想到這里,他突然有些心疼起來,腦海中浮現出許嘉璐半夜三更沒睡覺,雙眼布滿血絲,但仍不斷翻閱著每一個人的資料的場景。
他向許嘉璐招了招手︰「過來。」
「干嗎?」
「你過來。」
許嘉璐慢慢走到床邊坐下——這個無恥的混蛋一進門就霸佔了自己的床。
溫暖的手掌覆在自己的腦袋上,輕柔地撫模著,充滿了寵溺與關懷的意味。感受著這已經不知多久沒有過的溫暖,許嘉璐險些流下淚來。
「你做什麼!」她怕自己的窘態被柳煜看到,幾遍心中還希望這只手多撫模自己一會兒,但還是趕緊將其甩了開去。
柳煜笑著說道︰「你以前不是很喜歡我這麼模你頭的麼?」
「那是以前。」許嘉璐嬌嗔道,「都多大的人了,又不是小孩子。」
她紅著臉詳裝生氣的樣子惹得柳煜哈哈大笑,柳煜知道這是許嘉璐在向自己撒嬌,因此對她的拒絕也是不以為意。
「笑笑笑,有什麼好笑的!」許嘉璐羞怒道。
「好好好,不笑了不笑了。」柳煜停住笑聲,將手中的資料還給許嘉璐,說道︰「這幾個人里面,只有五個是確實和我有接觸的,其他人都是些沒什麼大不了的關系,基本可以不用考慮了。」
「哪五個?」
「周煌、方雲、秦雨、陸佳怡、洛梓軒——其實還有個楊欽才對。」
許嘉璐將這個五個人的資料抽出來,放到另外的文件夾里。她很識趣地沒去追問楊欽的事情,盡管單從資料上看,她找不到楊欽和柳煜之間任何的關聯。
更準確的說,其實楊欽的資料是不全的,在她十六歲之前的資料完全是空白,連父母是誰都不清楚。如果柳煜和她真的有什麼關系的話,大概就是在那段資料空白的時間內產生的吧。
簡單地整理完資料,許嘉璐又說道︰「上周很不湊巧你沒回來,我遇見周煌了。」
「誒?」柳煜一愣,「那家伙回來了?之前我去找過他,但沒找著。」
「我知道,所以我特地叫住他和他談過了,那家伙似乎也在找你。」
「你怎麼知道我去找過他?」柳煜關注的反而是這個問題。
「你不是用我的電腦查過資料麼,說是想知道一個人的房間號。」
「那你又怎麼知道我查的是他的房間號?」
「你覺得呢?」許嘉璐眯起眼楮來看著柳煜。
柳煜突然意識到了什麼,一個激靈從床上坐了起來,目光在電腦周圍掃了掃,最終鎖定在了窗台的盆景上。
「你該不會告訴我,哪里有攝像頭吧?」他心驚膽戰地提問道。
許嘉璐不答反問︰「說,我的生日是什麼時候。」
「……」
柳煜張著嘴,卻沒出聲。
見鬼,不是兩周前剛花了半天敲出來過麼,怎麼這就又給忘了,只記得自己好像是試了很久,貌似是一年中挺靠後的一個日期。
見柳煜這樣子,許嘉璐當然知道這家伙又給忘記了,氣的直接揮動粉拳往他身上砸去,罵道︰「混蛋,混蛋!這才多久,你竟然又給忘了,你根本一點都不關心我!」
柳煜知道許嘉璐為何對生日如此看重,所以明白這件事是自己理虧,也就沒做聲,任由她沖自己發著小脾氣。

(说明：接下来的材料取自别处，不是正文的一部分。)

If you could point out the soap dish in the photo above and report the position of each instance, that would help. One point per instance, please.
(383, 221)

他笑著說道︰「好了好了,我記著的,是十一月底對吧?到時候一定給你慶祝生日。」
「誰稀罕。」許嘉璐甩開了柳煜按住自己肩膀的雙手,她早就看過日歷了,自己生日那天是周三,柳煜是不可能給自己慶祝生日的。
她當然不會一直為了這種小事而糾結,立刻就恢復了情緒,又從書桌上的文件夾中取出幾張紙來交給柳煜,說道︰「這是目前為止所有的特權內容,有些特權的內容會隨著規則的改變而更新,每次更新過後我也會通知你的。」
柳煜一看,目前為止有十幾個特權,他找到歸燕的那一條,但上面寫著的還是以前的內容,並沒有變化。
于是,他問道︰「歸燕,這條內容沒有變化麼?不是說,每周的實驗開始後,在周五中午前不允許進入基地為中心一公里範圍內的麼?」
許嘉璐拿過來一看,說道︰「哦,這條啊,打印這份文件的時候還沒改,忘記加上去了。現在確實有改動,兌換過這條特權的人,當進入基地為中心的一公里範圍內時,會自動檢測,一旦檢測到你兌換過這個特權,那就不會有事,但你必須在一個小時之內進入基地並登記,否則還是會觸發違規懲罰——就是會沒命。另外只要你被檢測過了,就必須進入基地,再離開一公里範圍外也是沒用的,一個小時過後只要你沒進入基地,不論在哪里,都會觸發違規懲罰。離開基地時也是一樣,在登記後必須于一個小時之內離開基地一公里以上。」
柳煜點了點頭,他之前有想過,如果自己是制定特權的人,會如何修改這條特權,現在得到答案後,確實也和自己之前所想的差不多。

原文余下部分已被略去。